A Unified Transformer-Based Framework with Pretraining For Whole Body Grasping Motion Generation
This work addresses the challenge of generating stable and realistic human-object interactions for robotics and animation, though it is incremental as it builds on existing transformer and pretraining methods.
The paper tackles the problem of generating realistic whole-body grasping motions by introducing a transformer-based framework that addresses pose generation and motion infilling, achieving improved coherence, stability, and visual realism on the GRAB dataset compared to state-of-the-art baselines.
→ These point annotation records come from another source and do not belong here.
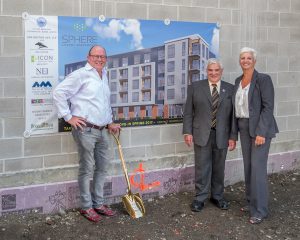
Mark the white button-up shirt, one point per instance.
(88, 94)
(241, 102)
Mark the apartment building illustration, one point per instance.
(152, 83)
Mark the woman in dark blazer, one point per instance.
(254, 105)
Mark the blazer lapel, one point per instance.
(222, 92)
(252, 86)
(207, 91)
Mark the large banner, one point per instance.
(150, 64)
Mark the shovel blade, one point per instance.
(134, 205)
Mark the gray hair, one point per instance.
(214, 61)
(250, 50)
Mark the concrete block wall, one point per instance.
(270, 26)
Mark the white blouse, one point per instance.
(241, 102)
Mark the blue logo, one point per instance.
(41, 22)
(42, 84)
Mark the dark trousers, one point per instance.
(209, 169)
(255, 169)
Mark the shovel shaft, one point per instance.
(123, 162)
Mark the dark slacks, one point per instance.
(255, 169)
(209, 169)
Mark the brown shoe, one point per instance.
(105, 210)
(90, 215)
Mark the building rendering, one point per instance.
(152, 83)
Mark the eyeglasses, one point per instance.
(98, 56)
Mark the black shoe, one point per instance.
(197, 206)
(222, 203)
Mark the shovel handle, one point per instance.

Accepted in the ICIP 2025 We present a novel transformer-based framework for whole-body grasping that addresses both pose generation and motion infilling, enabling realistic and stable object interactions. Our pipeline comprises three stages: Grasp Pose Generation for full-body grasp generation, Temporal Infilling for smooth motion continuity, and a LiftUp Transformer that refines downsampled joints back to high-resolution markers. To overcome the scarcity of hand-object interaction data, we introduce a data-efficient Generalized Pretraining stage on large, diverse motion datasets, yielding robust spatio-temporal representations transferable to grasping tasks. Experiments on the GRAB dataset show that our method outperforms state-of-the-art baselines in terms of coherence, stability, and visual realism. The modular design also supports easy adaptation to other human-motion applications.